Unfolding Tree of Thought

Sam Naji, Joseph Tekriti
June 13, 2023
15 minute read
Table of Contents

Current prompting techniques allows the language model to convert a simple prompt, break it down into steps and go through them one at a time however there is no exploration involved for the Large Language Model, it just performs its instructions in the set of order as instructed, In tree of Thought Prompting we allow the model to generate different thoughts just like in chain of thought and then before moving on the next thought we allow it to evaluate if the current thought is a good thought to generate the optimal output and using ‘backtracking’ the model can always refer back to previous thought process, using all of this together the model finds the best possible solution.
Tree of Thought prompting technique provides a unique approach to enhance language models and their ability to solve complex problems intelligently. It offers a novel way to expand upon existing planning techniques by considering multiple potential solutions simultaneously at each step of the problem-solving process. This approach allows language models to explore different paths and select the most promising ones based on their own evaluations. The integration of thought sampling and value feedback within the Tree of Thought framework facilitates effective search capabilities within the solution space. Unlike traditional decision-making methods that require separate models for rewards and policies, the Tree of Thought leverages the language model itself to provide value estimates, making the decision-making process more seamless and efficient. Self-reflection is another integral aspect, language models equipped with the Tree of Thought can assess the viability of their own predictions, leading to improved accuracy in various tasks such as code generation and decision-making. This introspective ability allows Language Models to provide valuable feedback on their own performance, enhancing their problem-solving capabilities. the Tree of Thought framework aligns with program-guided LM generation. By incorporating symbolic program instructions, Language Models can be guided step-by-step to solve complex problems.

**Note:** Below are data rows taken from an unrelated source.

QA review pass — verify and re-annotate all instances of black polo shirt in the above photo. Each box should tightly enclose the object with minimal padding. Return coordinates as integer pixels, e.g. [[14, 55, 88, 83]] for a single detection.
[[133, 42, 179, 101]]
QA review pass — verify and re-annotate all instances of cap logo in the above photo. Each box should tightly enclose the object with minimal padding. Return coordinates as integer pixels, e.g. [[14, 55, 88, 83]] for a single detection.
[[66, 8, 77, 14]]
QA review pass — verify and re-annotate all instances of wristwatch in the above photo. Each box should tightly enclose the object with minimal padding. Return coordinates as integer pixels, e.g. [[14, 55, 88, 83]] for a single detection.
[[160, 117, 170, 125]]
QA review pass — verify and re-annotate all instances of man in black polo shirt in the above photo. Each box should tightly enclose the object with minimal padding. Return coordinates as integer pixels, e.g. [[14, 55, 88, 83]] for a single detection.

This approach expands traditional search methods by utilizing the models own thoughts rather than relying solely on external sources. This integration fosters a deeper understanding and more intelligent problem-solving

Input/Output vs Chain of Thought vs Self Consistency with Chain of Thought

  • Input/Ouput- It is the most basic form of Prompt that people generally use, where the user provides a question, problem or a task to the Language Model and the model performs the required analysis, creativity or problem solving. It may include how to format the response and other such simple inputs It provides the initial context or problem statement for which we seek solutions or insights. An example prompt would be "Write a story about Heaven on Earth."
  • Chain of thought: It refers to a sequence of interconnected thoughts, steps or ideas that stem from the initial prompt or problem statement. It represents the progression of thoughts that are generated and linked together after exploring different possibilities, considerations, and solutions. Each thought in the chain builds upon the previous one, creating a coherent flow of ideas. Using the previous example a Chain of thought prompt would be: “Write a story about ‘Heaven on Earth where the main character accidentally finds a gate within the forest. The gate leads the character to another dimension where it saw mythical creatures like talking dragons.’ The story can have adventurous plot where the talking dragon is befriended by the main character. “ This is one of the initial prompt in Chain of thought prompting and it can lead to further elaboration and exploration, generating subsequent chain of thoughts and each thought serves as a building block for the next which eventually generates the response that user needed.
  • Chain of Thought- Self Consistency: Self Consistency with chain of thought refers to generating multiple sequence of chain of thoughts, and then based on the most consistent output it choses its optimal solution. One problem can be solved in many different ways and even if the thought process to the solution differs the final result might be same (like proving a physics equation through different experiments) or it might even differ in context to problems involving creativity and imagination but there always can be found some kind of similarity between the outputs, the self consistency chain of thought prompting technique generates different thoughts (steps) for a problem and all those steps lead to some solution, and the output that is most consistently generated by the model becomes the optimal output. In reference to our example the most commonly generated story by the language model will become the optimal output. With this technique the output decision can be more faithful by exploring a richer set of thoughts. Nevertheless, in each sequence, there is no exploration of different thought processes at a local level, and the heuristic of choosing the "most frequent" option only works when the range of possible outputs is restricted.

To summarize we can say that the Input/Output Prompt sets the stage for generating thoughts, the Chain of Thought represents the sequence of interconnected ideas, and the Self Consistency with chain of thought ensures logical coherence and alignment within the chain.

How Tree of Thought Works?

The Tree of Thought prompting provides an innovative approach to problem-solving by leveraging the capabilities of language models. In simple terms, it works by allowing the Language Models to consider multiple potential solutions simultaneously at each step of the problem-solving process. This enables the model to explore different paths and select the most promising ones based on their own evaluations.

Different prompting techniques

By now you already know the difference between Input-Output Prompting, Chain of thought prompting and Self Consistency with Chain of Thought. In simple explanation, the tree of thought prompting can be illustrated as above to be a tree-like structure where initially potential thoughts are generated using the input and each thought is evaluated upon by the Language model itself. Based on its self-evaluation and search algorithm being used it progresses to the next relevant thought, if the thought is evaluated to ‘unlikely generate’ the optimal output, it is discarded by the model but if it is evaluated to ‘likely generate’ the optimal output, the model takes that thought and breaks it down into further thoughts and evaluates them again and repeats this process until it finds the most optimal solution. Below is a detailed step by step explanation with an example of how Tree of Thought works.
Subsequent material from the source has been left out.